There is some code in #403 that applies the PSF by simply looping over all the pixels, so without going to Fourier space. Maybe we can include that functionality as an option in the PSF base class. And then use that when either the PSF is too small or when the PSF is field-varying.
Copy of the code:
@njit(parallel=True)
def _convolve2d_varying_kernel(image: npt.NDArray,
kernel_grid: npt.NDArray,
coordinates: Tuple[npt.NDArray, npt.NDArray],
interpolator) -> npt.NDArray:
"""(Helper) Convolve an image with a spatially-varying kernel by interpolating a discrete kernel grid.
Numba JIT function for performing the convolution of an image with a spatially-varying kernel by interpolation of a
kernel grid at each pixel position. Check `convolve2d_varying_kernel` for more information.
Parameters
----------
image: npt.NDArray
The image to be convolved.
kernel_grid : npt.NDArray
An array with shape `(M, N, I, J)` defining an `MxN` grid of 2D kernels.
coordinates : Tuple[npt.ArrayLike, npt.ArrayLike]
A tuple of arrays defining the axis coordinates of each pixel of the image in the kernel grid coordinated in
which the kernel is to be computed.
interpolator
A Numba njit'ted function that performs the interpolation. It's signature should be
`(kernel_grid: npt.NDArray, position: npt.NDArray, check_bounds: bool) -> npt.NDArray`.
Returns
-------
npt.NDArray
The image convolved with the kernel grid interpolated at each pixel.
"""
# [JA] TODO: Allow for kernel center != kernel.shape // 2
# Get image, grid and kernel dimensions
img_i, img_j = image.shape
grid_i, grid_j, kernel_i, kernel_j = kernel_grid.shape
# Add padding to the image (note: Numba doesn't support np.pad)
kernel_ci, kernel_cj = kernel_i // 2, kernel_j // 2
padded_img = np.zeros((img_i + kernel_i - 1, img_j + kernel_j - 1), dtype=image.dtype)

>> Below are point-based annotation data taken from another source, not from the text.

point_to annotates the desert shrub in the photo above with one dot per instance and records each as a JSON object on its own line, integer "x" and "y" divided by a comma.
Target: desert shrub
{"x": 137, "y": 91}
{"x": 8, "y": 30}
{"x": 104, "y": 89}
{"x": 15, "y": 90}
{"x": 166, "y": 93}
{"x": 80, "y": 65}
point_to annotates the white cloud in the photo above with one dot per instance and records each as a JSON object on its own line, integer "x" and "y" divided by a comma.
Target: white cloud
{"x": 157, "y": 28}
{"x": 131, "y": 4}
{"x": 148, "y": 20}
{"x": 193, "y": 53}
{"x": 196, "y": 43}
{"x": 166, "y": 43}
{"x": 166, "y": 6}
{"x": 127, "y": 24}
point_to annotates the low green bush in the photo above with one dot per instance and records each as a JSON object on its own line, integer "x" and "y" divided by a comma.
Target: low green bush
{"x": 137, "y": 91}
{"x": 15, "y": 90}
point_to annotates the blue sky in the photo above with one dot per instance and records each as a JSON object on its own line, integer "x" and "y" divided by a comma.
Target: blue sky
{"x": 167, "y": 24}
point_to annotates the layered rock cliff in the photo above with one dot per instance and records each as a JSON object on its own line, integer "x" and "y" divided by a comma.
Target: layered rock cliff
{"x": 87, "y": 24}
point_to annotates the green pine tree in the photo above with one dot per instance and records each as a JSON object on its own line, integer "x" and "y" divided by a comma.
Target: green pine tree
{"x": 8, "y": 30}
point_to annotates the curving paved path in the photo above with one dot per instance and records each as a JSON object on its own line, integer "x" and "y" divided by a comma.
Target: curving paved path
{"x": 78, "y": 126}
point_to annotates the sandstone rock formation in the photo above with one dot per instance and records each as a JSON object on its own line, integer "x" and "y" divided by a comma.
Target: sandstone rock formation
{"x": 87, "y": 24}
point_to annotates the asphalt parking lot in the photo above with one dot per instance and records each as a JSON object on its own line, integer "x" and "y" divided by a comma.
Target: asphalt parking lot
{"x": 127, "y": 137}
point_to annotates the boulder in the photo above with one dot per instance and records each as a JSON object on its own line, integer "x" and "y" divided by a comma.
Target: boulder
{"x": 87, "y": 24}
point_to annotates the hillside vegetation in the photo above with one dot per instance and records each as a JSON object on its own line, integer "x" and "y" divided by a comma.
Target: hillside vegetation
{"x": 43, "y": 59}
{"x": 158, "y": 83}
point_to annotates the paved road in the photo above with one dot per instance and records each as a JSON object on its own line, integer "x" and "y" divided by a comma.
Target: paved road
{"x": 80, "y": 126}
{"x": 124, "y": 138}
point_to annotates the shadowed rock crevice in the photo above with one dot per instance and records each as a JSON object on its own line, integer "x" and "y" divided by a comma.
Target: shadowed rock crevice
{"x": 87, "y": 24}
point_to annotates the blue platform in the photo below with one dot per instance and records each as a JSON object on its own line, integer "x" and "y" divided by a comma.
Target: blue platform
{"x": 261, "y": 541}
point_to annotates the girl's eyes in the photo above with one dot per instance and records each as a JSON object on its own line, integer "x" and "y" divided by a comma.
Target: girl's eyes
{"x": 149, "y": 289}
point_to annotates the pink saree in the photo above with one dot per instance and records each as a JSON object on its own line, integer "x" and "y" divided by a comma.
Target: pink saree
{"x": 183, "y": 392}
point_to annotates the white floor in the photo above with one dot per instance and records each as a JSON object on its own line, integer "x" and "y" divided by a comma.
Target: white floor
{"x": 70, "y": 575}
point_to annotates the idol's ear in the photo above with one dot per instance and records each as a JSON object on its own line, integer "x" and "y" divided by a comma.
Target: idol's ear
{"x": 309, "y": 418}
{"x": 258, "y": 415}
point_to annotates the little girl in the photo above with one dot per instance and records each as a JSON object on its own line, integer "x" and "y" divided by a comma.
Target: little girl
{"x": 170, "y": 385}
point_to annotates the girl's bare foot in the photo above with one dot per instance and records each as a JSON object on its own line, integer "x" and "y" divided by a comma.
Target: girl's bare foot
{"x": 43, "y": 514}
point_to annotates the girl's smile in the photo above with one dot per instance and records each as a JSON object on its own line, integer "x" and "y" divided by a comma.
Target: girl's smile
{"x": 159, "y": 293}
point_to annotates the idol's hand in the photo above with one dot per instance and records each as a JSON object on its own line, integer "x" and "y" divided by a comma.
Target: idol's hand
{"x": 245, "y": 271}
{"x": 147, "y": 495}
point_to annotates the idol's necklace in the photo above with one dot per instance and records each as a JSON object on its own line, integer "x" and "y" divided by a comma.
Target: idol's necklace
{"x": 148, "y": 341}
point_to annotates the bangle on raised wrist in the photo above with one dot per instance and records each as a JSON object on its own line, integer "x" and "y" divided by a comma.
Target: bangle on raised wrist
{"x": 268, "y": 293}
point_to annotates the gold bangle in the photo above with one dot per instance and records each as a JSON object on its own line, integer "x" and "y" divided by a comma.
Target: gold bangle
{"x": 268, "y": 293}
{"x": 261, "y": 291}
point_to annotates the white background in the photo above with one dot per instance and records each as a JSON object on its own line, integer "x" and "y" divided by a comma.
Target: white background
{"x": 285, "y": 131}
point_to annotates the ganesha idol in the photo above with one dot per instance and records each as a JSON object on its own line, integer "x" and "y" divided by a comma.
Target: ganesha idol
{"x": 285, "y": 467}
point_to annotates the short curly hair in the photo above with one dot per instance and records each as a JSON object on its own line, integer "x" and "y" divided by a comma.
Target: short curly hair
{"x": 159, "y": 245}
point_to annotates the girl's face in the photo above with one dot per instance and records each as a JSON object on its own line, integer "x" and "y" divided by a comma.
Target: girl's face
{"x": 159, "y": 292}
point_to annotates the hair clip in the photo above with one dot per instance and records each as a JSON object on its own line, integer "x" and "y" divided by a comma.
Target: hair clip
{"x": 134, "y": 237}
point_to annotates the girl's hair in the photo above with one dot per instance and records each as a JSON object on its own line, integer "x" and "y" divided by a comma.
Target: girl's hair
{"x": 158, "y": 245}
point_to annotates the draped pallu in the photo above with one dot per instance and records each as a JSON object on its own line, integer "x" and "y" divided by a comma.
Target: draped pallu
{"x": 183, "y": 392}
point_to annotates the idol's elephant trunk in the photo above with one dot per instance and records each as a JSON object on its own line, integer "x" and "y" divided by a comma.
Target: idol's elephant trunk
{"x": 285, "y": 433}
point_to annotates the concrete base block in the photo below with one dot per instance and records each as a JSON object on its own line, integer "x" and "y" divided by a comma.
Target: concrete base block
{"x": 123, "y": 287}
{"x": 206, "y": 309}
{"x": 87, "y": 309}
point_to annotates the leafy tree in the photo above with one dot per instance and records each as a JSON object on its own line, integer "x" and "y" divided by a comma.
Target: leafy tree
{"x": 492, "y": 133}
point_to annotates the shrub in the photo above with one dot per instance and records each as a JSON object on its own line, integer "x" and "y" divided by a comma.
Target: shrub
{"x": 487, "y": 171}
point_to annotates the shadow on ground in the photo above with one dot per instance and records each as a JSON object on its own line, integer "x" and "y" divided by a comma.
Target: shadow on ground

padded_img[kernel_ci:kernel_ci + img_i, kernel_cj:kernel_cj + img_j] = image
# Create output array
output = np.zeros_like(padded_img)
# Compute kernel and convolve for each pixel
for i in prange(img_i):
x = coordinates[0][i]
for j in range(img_j):
pixel_value = image[i, j]
if pixel_value != 0:
y = coordinates[1][j]
# Get kernel for current pixel
position = np.array((x, y))
kernel = interpolator(kernel_grid=kernel_grid,
position=position)
# Apply to image
tmp = np.zeros_like(padded_img)
start_i, start_j = i, j
stop_i, stop_j = start_i + kernel_i, start_j + kernel_j
tmp[start_i:stop_i, start_j:stop_j] += pixel_value * kernel
tmp[start_i:stop_i, start_j:stop_j] = pixel_value * kernel
output += tmp
return output[kernel_ci:kernel_ci + img_i, kernel_cj:kernel_cj + img_j]
Hmm, that seems a bit brute-force-ish tbh. I guess there's no good way to vectorize that loop (i.e. numpy)? Now with Numba I suppose it "doesn't matter", but that would mean introducing another major dependency to ScopeSim, which at the very least should be well discussed (over at #403 probably...).
It would be good to have the brute force option available, even if it is slow, because in some scenario's (e.g. very small PSF) it is the correct one.
Didn't intend to close this...
The PSF can become very small when simulating wide field imagers. In DREAMS (irdb PR forthcoming), the FWHM of the PSF is about the size of a pixel. Simulating a star with an analytical PSF will result in a flux that is too low when the PSF is so small.
My guess is that the PSF is sampled at one (or a few) positions for each pixel, which will lead to an underestimate of the flux, because it will probably sample the wing. It could also overestimate the flux when the sampling happens to be exactly at the peak of the PSF.
A proper test needs to be created for this.